Turn on the news and it’s impossible to miss the steady drumbeat of stories about Trump, or Biden, or the health of The King and Princess of Wales depending on which side of the Atlantic your news provider of choice is based. Throw in a sprinkle of Russia, China, Iran, Hamas, and a few unavoidable human interest stories and the whole thing becomes an echo chamber. It doesn’t particularly matter if you’re getting your stories from cable news, the internet, or what passes for newspapers. The mashup is more or less the same, just with a slightly different agenda being pushed.

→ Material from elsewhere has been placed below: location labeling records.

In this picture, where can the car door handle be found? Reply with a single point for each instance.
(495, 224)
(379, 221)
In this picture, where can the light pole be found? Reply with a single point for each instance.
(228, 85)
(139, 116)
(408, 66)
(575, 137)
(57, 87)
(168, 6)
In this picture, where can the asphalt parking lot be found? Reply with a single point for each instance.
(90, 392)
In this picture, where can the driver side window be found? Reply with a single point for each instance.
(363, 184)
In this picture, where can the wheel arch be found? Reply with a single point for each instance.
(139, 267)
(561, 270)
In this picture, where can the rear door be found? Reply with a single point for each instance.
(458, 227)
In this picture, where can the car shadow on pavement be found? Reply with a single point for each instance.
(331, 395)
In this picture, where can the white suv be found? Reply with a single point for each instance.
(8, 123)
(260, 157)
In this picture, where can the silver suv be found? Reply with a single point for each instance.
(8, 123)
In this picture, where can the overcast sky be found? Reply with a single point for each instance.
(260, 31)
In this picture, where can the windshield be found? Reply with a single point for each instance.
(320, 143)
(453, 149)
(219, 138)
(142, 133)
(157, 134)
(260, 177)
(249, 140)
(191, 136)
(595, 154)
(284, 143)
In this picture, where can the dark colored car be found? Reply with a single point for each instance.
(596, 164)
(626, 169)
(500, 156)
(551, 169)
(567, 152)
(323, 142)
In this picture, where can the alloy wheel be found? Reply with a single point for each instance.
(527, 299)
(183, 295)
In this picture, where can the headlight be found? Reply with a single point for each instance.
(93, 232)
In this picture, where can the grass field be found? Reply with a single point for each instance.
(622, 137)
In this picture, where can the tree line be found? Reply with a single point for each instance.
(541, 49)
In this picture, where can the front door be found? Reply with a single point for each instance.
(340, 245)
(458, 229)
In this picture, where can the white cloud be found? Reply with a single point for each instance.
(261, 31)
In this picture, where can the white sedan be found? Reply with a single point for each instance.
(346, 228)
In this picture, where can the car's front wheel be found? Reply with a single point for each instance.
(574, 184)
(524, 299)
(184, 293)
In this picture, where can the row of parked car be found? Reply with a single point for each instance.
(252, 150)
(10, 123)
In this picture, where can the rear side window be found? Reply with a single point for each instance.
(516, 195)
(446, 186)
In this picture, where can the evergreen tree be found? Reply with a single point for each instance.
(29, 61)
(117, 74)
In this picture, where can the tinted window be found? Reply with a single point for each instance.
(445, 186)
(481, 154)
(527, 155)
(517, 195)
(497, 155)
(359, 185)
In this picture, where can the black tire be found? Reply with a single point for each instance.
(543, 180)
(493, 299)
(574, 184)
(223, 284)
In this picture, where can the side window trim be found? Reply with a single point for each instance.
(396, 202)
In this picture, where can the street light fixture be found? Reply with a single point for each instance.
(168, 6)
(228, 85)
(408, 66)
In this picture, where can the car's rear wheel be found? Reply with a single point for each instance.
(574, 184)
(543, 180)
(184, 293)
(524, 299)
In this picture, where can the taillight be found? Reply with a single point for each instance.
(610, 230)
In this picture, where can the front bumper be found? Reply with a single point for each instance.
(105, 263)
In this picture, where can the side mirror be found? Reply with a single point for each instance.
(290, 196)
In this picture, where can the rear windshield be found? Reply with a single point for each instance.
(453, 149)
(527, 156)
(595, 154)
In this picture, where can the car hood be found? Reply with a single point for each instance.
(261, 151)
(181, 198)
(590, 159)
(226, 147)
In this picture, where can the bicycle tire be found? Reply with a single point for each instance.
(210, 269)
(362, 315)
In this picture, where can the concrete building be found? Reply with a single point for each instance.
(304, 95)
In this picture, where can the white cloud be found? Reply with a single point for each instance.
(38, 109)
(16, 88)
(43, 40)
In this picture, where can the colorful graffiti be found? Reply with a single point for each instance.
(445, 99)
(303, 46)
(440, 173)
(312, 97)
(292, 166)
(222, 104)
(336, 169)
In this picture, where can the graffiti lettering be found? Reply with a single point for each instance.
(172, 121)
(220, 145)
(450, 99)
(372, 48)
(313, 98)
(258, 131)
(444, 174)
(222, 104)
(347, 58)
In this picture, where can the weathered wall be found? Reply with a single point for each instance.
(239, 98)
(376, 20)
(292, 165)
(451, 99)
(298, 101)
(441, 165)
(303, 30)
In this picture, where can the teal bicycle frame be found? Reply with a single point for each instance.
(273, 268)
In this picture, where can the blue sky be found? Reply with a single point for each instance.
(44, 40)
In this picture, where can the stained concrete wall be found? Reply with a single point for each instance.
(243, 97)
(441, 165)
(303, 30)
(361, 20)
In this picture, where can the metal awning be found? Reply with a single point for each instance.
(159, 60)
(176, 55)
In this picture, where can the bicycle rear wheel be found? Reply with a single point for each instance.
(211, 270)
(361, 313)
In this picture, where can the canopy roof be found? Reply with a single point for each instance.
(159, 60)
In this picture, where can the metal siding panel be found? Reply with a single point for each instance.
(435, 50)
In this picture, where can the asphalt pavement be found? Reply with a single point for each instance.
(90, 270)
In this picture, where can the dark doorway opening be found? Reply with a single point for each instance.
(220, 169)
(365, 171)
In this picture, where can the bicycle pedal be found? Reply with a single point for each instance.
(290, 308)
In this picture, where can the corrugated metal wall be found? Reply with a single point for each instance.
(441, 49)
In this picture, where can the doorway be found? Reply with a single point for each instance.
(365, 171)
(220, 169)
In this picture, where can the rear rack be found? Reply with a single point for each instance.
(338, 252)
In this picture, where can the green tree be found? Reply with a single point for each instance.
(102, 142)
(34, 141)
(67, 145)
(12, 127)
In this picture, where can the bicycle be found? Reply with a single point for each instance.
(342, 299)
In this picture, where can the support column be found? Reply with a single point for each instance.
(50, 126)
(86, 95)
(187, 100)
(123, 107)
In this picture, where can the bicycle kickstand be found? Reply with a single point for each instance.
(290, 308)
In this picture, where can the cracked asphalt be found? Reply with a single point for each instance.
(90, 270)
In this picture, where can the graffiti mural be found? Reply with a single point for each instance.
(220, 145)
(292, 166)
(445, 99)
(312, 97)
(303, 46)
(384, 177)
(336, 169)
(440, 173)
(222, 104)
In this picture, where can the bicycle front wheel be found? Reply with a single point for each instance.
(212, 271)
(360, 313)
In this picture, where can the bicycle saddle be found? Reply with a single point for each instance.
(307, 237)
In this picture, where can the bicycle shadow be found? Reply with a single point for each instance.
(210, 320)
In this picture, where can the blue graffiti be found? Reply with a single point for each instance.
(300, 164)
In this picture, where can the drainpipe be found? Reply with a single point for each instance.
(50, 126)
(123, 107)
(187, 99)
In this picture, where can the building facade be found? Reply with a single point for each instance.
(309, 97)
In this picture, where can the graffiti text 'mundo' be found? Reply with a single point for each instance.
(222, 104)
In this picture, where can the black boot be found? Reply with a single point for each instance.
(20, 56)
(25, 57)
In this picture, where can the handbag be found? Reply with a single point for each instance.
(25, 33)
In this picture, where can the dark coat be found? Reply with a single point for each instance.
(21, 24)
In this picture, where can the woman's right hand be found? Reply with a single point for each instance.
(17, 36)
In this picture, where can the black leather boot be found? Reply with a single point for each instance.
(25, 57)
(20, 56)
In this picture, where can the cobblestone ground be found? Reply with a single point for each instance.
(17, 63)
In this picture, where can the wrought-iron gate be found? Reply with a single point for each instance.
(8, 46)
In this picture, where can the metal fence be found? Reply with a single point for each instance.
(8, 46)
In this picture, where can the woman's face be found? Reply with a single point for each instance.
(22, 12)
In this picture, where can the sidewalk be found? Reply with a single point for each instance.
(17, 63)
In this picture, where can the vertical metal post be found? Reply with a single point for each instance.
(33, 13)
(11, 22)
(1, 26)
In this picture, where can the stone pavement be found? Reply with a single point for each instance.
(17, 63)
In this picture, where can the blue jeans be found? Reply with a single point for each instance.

That’s fine. The news is a business just like any other. Without eyes on screens or pages, there is no news. Like it or not, whether it’s “good for us” or not, the more confrontational the headlines, the more eyes will end up on it. Outlets are doing whatever they have to do to compete. 

This weekend, though, I found myself doing what I do more and more often. I opted out. Sure, I scanned the headlines in the morning, but after that, I shifted over to music or podcasts, or parked my television on a couple of channels that were either running old movies or old TV shows and that didn’t have any interested in trying to sell me the news of the day. Honestly it made for some terrific background noise. I highly recommend it.

I’m not sure if it’s something about getting older in general or about my response to the annoyance of modernity in particular, but my god is it getting hard to give a shit about anything other than the five or six “Big Things” I’m already interested in. Beyond that, most everything is beginning to resemble a wacky waving inflatable arm flailing tube man vying for attention.

I seem to revisit this topic a lot. Every time it feels like it’s becoming more and more imperative. I’d love to know whether that says more about me or about the world. Maybe both. 

Apparently I missed it…

Once upon a time a natural disaster couldn’t happen anywhere in the country and escape my notice. A wildfire in Southern California or a Missouri River flood were the high sign that the overtime spigot was about to be cranked wide open. Of course I’ve been out of that game for a while now… and while I don’t miss the late night calls to pack up and be ready to fly away on short notice, I definitely miss the OT.

More than that, I think I might actually miss what’s going on around me. Through a combination of watching Mad Men on demand and running some random sitcoms as background noise last night, listening to commercial-free online radio through AppleTV, and not checking in with the news sites before bed, I didn’t even know that the entire state of Oklahoma had apparently been wiped off the map until I cranked on Channel 13 for my morning dose of local news. That’s a tough confession to make for a guy who prides himself on having a pretty good grip on what’s happening in the world.

I’m not going to get drug into a philosophical discussion about it, but for good or ill, it seems that I’ve more or less stopped paying attention to the news. Maybe I just lost interest. Maybe I’ll come back around at some point, but just now, I’m surprisingly ok with being in the dark about things. Then again, maybe I’ve only got so much bandwidth to deal with news and current events and I’m just prioritizing what makes it through to my frontal lobe… apparently even my subconscious wants the world to stay off my proverbial lawn.